With all that said, I like @sjrd’s draft, but I don’t think it goes far enough. And I think a lot of useful things have been said in this discussion, but a lot of it seems to be taking the strategy of trial lawyers arguing their case without grappling head-on with the difficulties.


@sjrd I feel bad for you. Best wishes in dealing with this. My deepest sympathy.


@fommil I’ve been getting the same fairly negative impressions from you as @jducoeur and others have already stated here. I mean, we’re not making this up. At some point you’ve got to stop and consider that, indeed, what you said did come across as hostile to a good amount of people — and not just people directly involved with Scala, but also bystanders like me.
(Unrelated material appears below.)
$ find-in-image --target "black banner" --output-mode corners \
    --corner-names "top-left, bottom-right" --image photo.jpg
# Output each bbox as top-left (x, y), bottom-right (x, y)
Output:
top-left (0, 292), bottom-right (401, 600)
I think this should be enough to make you reconsider the way you sometimes convey your opinions.

Since it seems we’re doing this: for one thing, you’ve left some mildly insulting comments on reddit. Such as this one about the Scala community as a whole:

I personally find the Scala community to be quite horrible, confirmed by many other authors of popular tools and libraries, which was a big reason for me to step down from ENSIME.

And later you felt appropriate to add:

Reddit is truly a playground of petty children.

Your comments on the thread in question have been deleted (I don’t know by whom), but there is a log of them on the internet archive.